Navigating Complexity When Technology, Policy, and Markets Collide
Key Takeaways
Complex problems are rarely solved through a single intervention.
Systems thinking helps leaders identify how decisions in one area affect outcomes elsewhere.
Translation is a leadership skill that helps stakeholders with different incentives work toward a common outcome.
Sustainable change occurs when technology, economics, incentives, and behavior reinforce one another.
We weren't trying to make homes more energy efficient.
We were trying to change the entire residential energy market.
Efficient HVAC systems, insulation, windows, and construction practices that dramatically lower energy use already existed, yet adoption remained limited. The challenge wasn't technology — it was the system surrounding it.
As part of a $12 million energy-efficiency initiative, my team and I mapped the residential housing market to understand how decisions were made and where influence existed. What emerged was not a single market, but an ecosystem of stakeholders whose decisions collectively shaped outcomes.
Every stakeholder saw a different problem
Builders, banks, homeowners, utilities, inspectors, contractors, and realtors all viewed the challenge through different incentives and priorities, and each was optimizing for the outcome that suited their purposes.
That observation changed how we approached the problem. Instead of asking how to convince homeowners to invest in more efficient homes, we considered how to align the entire system around making energy-efficient choices easier, more attractive, and more valuable for everyone involved.
The necessity of translation
Throughout my career, I've found that the most difficult challenges exist at the boundaries between technology, markets, organizational priorities, and policy objectives.
That's why complex problems rarely yield to a single intervention; their barriers don't exist in one place.
Nor do interventions fail because stakeholders disagree. Interventions struggle to garner substantive results because stakeholders tackle different parts of the same problem — often without understanding how their individual actions affect the broader ecosystem.
Systems thinking and translation untangle the interdependencies that make challenges complex.
Systems thinking is the ability to see relationships that others experience as disconnected events. Translation is the ability to help one stakeholder understand how another stakeholder sees the problem.
Leaders who can see systems and translate across stakeholder groups identify opportunities and risks that remain hidden when viewing problems through a single functional lens.
As systems thinker Donella Meadows observed:
"We can't impose our will on a system. We can listen to what the system tells us, and discover how its properties and our values can work together."[1]
© 2026 Nicole Kaufman Dyess LLC
Designing for the ecosystem
Once we understood the system, the solution became about more than technology.

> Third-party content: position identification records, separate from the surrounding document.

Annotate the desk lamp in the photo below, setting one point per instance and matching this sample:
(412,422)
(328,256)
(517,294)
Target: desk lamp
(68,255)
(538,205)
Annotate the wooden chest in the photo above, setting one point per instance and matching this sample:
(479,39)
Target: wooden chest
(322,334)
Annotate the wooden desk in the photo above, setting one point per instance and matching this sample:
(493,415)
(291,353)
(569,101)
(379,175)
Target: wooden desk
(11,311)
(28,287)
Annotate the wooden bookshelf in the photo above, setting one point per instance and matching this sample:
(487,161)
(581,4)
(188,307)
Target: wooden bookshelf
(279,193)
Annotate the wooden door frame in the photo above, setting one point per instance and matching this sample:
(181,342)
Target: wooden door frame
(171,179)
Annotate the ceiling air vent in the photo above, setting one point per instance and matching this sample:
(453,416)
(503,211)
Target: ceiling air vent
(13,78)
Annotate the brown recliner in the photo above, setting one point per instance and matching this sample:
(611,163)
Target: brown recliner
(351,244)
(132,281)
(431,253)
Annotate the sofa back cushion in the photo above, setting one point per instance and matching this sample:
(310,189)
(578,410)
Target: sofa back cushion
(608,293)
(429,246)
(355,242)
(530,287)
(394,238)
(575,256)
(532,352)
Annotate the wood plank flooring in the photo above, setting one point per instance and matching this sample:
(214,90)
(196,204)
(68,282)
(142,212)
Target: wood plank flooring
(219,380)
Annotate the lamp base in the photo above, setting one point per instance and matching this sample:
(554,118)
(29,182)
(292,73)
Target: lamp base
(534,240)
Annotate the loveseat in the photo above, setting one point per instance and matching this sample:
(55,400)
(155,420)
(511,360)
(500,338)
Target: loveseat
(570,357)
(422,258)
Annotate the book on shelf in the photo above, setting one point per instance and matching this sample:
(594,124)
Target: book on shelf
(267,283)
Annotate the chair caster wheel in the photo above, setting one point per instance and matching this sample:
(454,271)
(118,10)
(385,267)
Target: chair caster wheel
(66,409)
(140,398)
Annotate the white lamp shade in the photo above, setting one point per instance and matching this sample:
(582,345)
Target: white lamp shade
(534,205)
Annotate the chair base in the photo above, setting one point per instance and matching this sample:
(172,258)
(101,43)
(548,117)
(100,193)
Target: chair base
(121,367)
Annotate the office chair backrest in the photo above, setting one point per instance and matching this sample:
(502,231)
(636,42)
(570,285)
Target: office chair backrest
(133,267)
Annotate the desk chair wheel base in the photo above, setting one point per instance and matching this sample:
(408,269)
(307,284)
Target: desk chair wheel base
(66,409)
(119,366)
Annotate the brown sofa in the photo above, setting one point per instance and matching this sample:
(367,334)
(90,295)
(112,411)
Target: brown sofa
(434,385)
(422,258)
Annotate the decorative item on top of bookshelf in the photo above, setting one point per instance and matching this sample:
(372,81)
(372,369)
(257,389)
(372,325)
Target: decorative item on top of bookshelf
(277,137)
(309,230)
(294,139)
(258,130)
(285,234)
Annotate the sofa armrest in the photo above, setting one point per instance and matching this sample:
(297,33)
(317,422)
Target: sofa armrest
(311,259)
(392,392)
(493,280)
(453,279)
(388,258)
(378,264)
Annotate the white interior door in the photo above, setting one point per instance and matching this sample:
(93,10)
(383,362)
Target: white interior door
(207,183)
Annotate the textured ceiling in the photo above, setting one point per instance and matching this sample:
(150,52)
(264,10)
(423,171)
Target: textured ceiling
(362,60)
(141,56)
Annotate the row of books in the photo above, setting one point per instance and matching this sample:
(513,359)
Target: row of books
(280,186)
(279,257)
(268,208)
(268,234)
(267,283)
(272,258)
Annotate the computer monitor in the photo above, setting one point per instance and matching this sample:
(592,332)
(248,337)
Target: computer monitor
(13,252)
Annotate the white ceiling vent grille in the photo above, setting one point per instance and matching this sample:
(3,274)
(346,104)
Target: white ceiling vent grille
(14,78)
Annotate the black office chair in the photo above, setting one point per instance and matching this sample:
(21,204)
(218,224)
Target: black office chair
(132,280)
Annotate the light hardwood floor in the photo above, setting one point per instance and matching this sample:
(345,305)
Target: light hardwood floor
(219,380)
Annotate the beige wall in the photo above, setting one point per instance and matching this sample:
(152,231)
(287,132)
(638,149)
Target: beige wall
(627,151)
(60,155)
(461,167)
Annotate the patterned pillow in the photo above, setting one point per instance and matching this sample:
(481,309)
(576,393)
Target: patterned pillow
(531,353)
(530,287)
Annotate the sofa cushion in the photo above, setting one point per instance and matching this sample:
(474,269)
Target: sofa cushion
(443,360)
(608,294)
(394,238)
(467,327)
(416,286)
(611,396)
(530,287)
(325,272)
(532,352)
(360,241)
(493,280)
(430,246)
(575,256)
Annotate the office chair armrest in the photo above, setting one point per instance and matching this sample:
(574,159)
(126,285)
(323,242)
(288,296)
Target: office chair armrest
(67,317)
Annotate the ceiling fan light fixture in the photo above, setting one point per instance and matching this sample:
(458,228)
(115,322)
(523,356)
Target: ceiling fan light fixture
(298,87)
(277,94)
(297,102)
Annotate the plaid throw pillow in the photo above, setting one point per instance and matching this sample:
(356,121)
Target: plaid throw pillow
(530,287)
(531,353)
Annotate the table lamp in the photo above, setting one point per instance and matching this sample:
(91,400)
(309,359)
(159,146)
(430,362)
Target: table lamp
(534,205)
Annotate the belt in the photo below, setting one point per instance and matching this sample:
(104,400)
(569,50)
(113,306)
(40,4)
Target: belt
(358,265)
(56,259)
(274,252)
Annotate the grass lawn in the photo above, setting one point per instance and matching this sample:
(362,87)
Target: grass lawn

We trained builders, realtors, home inspectors, and code officials. We partnered with banks, utilities, contractors, and the regional property listing service (MLS). We strengthened building codes, created financing mechanisms, and launched a statewide consumer education campaign.
Every intervention reinforced the others, creating an ecosystem in which energy efficiency became the natural choice.
© 2026 Nicole Kaufman Dyess LLC
An enduring transformation
Over a two-year period, the percentage of high-efficiency home starts in the state increased from approximately one in five to nearly one in three. More than 13,000 existing homes were improved. Fifteen years later, several programs and partnerships established during the initiative remain active, continuing to make energy efficiency the easy choice.
The lessons I learned from this initiative extend far beyond housing.
Addressing complex problems require leaders who can see systems, understand competing incentives, and translate across stakeholders with different values, seeking different outcomes.
Sure, the technology matters.
The market matters, too.
The policy environment matters, also.
But lasting change often depends on something less obvious: the ability to connect these spheres.
Complex systems respond best when we stop treating isolated challenges and start understanding the interconnected ecosystem.
References
[1] Donella Meadows, Thinking in Systems: A Primer. Chelsea Green Publishing, 2008.